Meeting of the Parliament 15 December 2016
I refer members to my entry in the register of members’ interests with regard to Zero Waste Scotland and to my being a Chartered Institution of Wastes Management-accredited WasteSmart trainer.
To reflect on the debate, it is positive that there is agreement about the direction of travel on food waste. Gillian Martin did a sterling job; she focused on collections as well as processing and highlighted the good to go doggy-bag campaign. Edward Mountain highlighted a lack of food waste collections in rural areas and the associated costs, and Liam McArthur followed that up by considering potential solutions for Orkney’s island community. Perhaps the commercial feasibility of an anaerobic digestion plant on Orkney would offer one solution, and I urge the cabinet secretary to publish any available information that she has on that.
Mark Ruskell and Elaine Smith spoke about food justice with respect to food waste, and Mark Ruskell followed that up with a substantive point on managing food waste throughout the supply chain. Whole-field purchasing was mentioned by Mark Ruskell and Peter Chapman.
Overall, we support the Government motion. We recognise the ambitious target but feel that reference must be made to innovation and the circular economy—hence our amendment. Over the next four and a half minutes, I will explain why innovation is so important by focusing on food waste prevention for consumers and businesses.
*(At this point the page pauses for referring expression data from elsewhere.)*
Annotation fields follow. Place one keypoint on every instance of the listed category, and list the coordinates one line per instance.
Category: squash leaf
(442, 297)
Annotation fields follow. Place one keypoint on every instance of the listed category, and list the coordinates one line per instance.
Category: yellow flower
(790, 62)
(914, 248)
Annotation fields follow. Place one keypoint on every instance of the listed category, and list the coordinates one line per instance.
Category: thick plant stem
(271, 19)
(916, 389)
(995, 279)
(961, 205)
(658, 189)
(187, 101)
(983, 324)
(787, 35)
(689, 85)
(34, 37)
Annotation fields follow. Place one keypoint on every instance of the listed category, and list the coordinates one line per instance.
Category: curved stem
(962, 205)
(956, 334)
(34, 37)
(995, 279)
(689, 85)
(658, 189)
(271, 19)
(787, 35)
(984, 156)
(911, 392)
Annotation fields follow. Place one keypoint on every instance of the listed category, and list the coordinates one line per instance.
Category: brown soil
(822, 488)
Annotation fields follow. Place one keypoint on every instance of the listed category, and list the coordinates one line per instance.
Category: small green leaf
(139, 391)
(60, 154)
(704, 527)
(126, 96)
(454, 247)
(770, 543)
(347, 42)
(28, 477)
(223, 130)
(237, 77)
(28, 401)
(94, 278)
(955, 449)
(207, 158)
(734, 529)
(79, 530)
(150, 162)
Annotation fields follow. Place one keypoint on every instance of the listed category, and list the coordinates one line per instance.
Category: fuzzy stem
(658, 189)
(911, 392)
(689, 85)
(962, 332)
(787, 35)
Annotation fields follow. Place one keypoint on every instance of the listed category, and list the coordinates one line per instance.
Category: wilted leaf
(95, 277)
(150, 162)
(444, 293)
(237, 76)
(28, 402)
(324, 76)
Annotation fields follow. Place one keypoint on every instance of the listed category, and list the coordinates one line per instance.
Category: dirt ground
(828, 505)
Before that, I note that we require information on how to measure as well as how to incentivise food waste prevention, especially given the perverse incentive at local authority level to recycle waste rather than prevent it. I have sympathy with the Labour amendment and with an assessment of a 100 per cent recycling rate by 2020, although I agree with the cabinet secretary’s point that it probably would have been best to refer to a recovery rate rather than a recycling rate. According to the Chartered Institution of Wastes Management, we would generally not have recycling of food waste in the waste hierarchy, which goes from prevention to recovery and down to disposal. I have a slide on that, too.